Taranaki teachers want answers about $11.7m Green School funding

The region's teachers are determined to get to the bottom of what unfolded.
The region's teachers are determined to get to the bottom of what unfolded. Photo credit: RNZ / Robin Martin

Taranaki educators want more details explained about how a $11.7 million grant of public funds was granted to an expansion project at a privately-run environmentally focused Green School south of New Plymouth.

The region's teachers are determined to get to the bottom of what unfolded, says Taranaki Secondary Schools Principals Association head Martin Chamberlain.

Chamberlain wants the deal scuttled.
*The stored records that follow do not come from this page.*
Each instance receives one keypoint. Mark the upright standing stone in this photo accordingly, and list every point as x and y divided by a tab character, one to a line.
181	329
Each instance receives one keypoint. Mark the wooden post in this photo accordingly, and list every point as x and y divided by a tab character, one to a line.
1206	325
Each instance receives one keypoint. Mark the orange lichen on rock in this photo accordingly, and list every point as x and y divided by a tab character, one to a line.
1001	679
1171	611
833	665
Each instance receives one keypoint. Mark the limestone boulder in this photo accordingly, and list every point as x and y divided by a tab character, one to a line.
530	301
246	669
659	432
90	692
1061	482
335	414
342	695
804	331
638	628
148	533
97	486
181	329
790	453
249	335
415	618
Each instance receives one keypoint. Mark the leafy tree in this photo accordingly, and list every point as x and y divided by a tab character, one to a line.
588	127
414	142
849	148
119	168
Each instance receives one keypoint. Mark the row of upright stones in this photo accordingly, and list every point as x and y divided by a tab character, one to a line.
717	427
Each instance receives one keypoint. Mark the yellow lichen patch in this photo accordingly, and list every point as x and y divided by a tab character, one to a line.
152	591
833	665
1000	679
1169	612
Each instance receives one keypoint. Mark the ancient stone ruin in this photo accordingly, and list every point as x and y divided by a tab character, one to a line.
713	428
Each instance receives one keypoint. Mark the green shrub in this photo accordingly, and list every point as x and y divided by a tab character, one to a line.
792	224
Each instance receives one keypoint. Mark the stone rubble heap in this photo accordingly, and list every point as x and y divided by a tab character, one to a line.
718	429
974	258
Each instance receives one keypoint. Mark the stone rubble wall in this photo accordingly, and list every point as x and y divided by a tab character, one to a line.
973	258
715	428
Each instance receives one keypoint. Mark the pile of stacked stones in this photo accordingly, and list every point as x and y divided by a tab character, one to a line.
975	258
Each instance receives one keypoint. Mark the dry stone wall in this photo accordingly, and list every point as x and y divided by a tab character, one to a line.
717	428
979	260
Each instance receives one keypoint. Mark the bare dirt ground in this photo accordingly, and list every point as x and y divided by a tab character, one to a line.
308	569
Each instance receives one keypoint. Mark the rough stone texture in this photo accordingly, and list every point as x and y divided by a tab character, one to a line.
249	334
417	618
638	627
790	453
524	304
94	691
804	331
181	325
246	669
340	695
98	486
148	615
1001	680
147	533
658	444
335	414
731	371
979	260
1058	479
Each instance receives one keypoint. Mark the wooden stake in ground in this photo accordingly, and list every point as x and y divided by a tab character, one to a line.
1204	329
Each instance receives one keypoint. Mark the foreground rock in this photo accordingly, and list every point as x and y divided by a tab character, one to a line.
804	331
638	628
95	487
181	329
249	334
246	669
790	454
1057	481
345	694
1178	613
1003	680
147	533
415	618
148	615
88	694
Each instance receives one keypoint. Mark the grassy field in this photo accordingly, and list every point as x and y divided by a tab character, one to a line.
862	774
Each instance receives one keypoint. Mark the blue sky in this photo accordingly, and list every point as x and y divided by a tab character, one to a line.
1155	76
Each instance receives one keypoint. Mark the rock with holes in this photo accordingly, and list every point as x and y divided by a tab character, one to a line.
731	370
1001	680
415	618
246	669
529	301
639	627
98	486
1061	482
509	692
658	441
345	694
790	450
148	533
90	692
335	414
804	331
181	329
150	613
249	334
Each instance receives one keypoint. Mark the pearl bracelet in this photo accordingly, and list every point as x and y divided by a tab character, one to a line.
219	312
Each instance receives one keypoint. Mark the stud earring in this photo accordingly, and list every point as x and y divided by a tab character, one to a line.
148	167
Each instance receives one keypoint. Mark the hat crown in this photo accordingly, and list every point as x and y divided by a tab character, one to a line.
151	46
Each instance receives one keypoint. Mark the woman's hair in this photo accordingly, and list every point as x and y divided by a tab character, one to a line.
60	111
He says he wrote to Education Minister Chris Hipkins asking for an explanation, but the response was laughable.

The reply reiterates the Government's position that the grant was made to the school as part of a suite of "shovel-ready" projects from the COVID-19 infrastructure fund.

The minister also pointed out that the funding does not affect Education Ministry funding, and $11.75 million has been set aside for upgrades to Taranaki's 78 schools over the next two years, with $68 million dollars already spent on school property in the region between 2017 and 2019.
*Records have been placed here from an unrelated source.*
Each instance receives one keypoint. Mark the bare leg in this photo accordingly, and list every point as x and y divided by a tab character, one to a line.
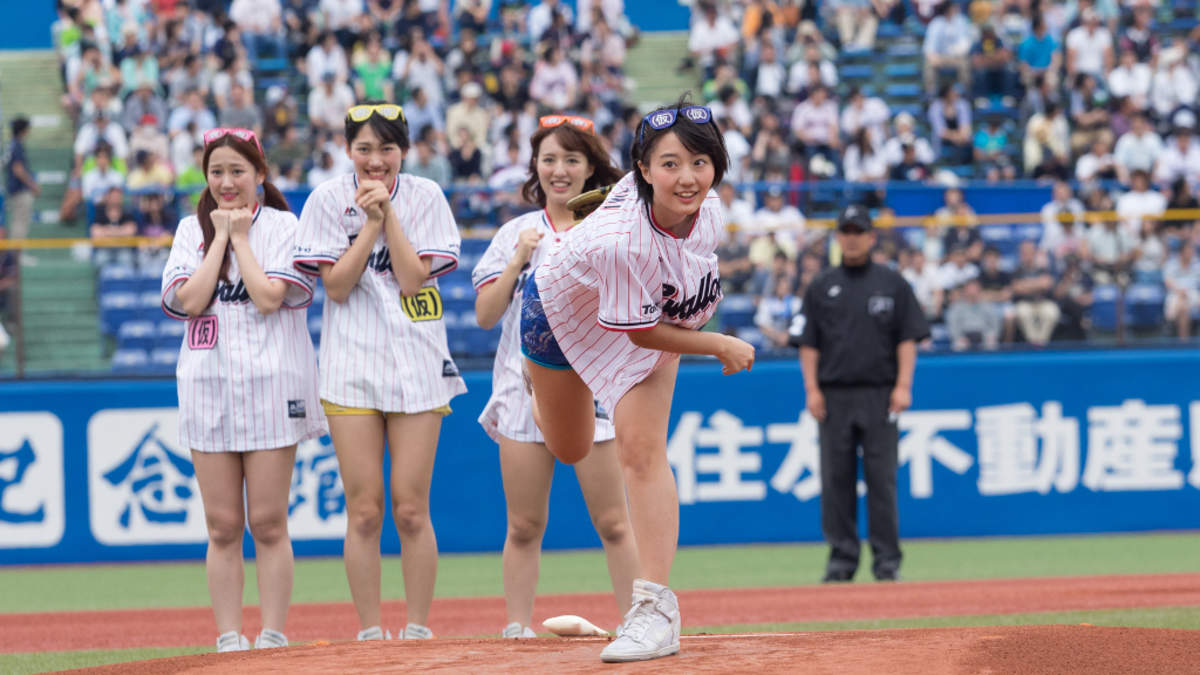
268	483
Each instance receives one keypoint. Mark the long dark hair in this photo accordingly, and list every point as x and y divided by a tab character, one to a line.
271	195
699	138
573	141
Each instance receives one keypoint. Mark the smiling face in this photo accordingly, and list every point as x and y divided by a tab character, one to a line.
561	172
679	178
375	159
232	179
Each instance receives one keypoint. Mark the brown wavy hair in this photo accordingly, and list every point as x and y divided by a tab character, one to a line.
271	195
574	141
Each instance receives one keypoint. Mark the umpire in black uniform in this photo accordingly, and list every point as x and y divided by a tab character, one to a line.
858	348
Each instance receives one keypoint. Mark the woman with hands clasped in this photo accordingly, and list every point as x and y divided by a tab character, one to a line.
568	159
246	374
378	239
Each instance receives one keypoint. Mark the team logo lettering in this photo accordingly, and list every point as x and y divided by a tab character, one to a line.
709	292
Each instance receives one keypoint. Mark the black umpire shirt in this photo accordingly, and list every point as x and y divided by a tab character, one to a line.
856	317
But Chamberlain says $11.75 million between 78 schools is not in the same league.

"That amounts to 150,000 per school, and is a long shot away from what one green school is proposed to be receiving."

He's sceptical that all details about how the green school's funding was granted have come to light, and suggests an Official Information Act request may reveal details that make it unpalatable to go through with the funding.
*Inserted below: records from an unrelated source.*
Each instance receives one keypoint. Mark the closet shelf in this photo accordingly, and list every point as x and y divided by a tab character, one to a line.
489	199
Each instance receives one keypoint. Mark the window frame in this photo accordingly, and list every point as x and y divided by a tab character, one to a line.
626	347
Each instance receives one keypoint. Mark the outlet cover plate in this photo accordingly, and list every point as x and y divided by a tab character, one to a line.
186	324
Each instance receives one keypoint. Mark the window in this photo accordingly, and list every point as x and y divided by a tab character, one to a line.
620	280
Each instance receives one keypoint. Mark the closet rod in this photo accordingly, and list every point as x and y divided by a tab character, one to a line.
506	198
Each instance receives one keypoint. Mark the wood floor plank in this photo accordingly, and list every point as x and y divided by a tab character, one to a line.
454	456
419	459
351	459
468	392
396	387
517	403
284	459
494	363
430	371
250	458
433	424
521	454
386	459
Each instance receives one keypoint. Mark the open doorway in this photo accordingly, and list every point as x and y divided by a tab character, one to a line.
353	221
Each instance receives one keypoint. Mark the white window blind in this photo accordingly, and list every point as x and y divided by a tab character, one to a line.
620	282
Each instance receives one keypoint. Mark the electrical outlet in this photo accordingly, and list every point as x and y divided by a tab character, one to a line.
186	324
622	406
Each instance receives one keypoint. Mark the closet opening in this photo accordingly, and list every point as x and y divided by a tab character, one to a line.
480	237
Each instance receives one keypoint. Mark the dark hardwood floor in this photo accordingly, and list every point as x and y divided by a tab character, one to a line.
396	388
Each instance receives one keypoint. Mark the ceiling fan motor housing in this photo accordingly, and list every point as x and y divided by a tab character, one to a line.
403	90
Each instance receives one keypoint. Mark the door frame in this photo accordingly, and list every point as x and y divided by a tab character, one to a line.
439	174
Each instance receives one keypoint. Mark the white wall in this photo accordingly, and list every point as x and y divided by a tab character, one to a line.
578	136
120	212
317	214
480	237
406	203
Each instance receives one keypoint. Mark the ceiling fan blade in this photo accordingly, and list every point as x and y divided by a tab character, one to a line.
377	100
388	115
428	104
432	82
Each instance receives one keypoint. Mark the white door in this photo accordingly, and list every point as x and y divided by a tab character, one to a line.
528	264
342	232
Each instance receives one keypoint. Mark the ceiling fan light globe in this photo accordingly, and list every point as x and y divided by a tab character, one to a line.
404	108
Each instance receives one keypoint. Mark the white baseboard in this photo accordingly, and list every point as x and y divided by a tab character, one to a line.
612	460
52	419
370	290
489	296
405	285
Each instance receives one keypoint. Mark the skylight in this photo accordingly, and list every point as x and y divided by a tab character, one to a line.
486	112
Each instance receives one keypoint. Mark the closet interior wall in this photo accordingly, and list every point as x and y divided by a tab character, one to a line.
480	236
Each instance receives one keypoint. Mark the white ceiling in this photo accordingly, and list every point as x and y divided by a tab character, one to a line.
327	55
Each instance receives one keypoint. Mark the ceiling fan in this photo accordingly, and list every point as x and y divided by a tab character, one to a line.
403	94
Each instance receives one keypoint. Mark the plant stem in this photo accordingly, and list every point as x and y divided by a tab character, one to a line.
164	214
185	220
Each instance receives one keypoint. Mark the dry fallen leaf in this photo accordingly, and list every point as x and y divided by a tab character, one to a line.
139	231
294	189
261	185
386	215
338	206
"We are suspecting that the OIA material that's released will scuttle the whole prospect all together for the Green School."

While Chamberlain wishes the Green School well as an environmental institution, he says the issue is that as a private enterprise it shouldn't receive taxpayer funds.

The Green School has said most of the money was meant to be in the form of loans.

But Chamberlain says that's still unacceptable use of taxpayer funds and converting the grant into a loan won't end the controversy.

He says as a private institution the Green School should have had a bank-based strategy for raising funds for its expansion and given that interest rates are where they are at the moment that's something that should be totally accessible to them.

Green Party co-leader James Shaw, who announced the grant and signed the grant off alongside other ministers, has come under fire for his involvement.

He has emphasised that the grant will secure more than 200 constructions jobs for the region, but later apologised for his 'error of judgement', and said the grant would most likely be made as a loan.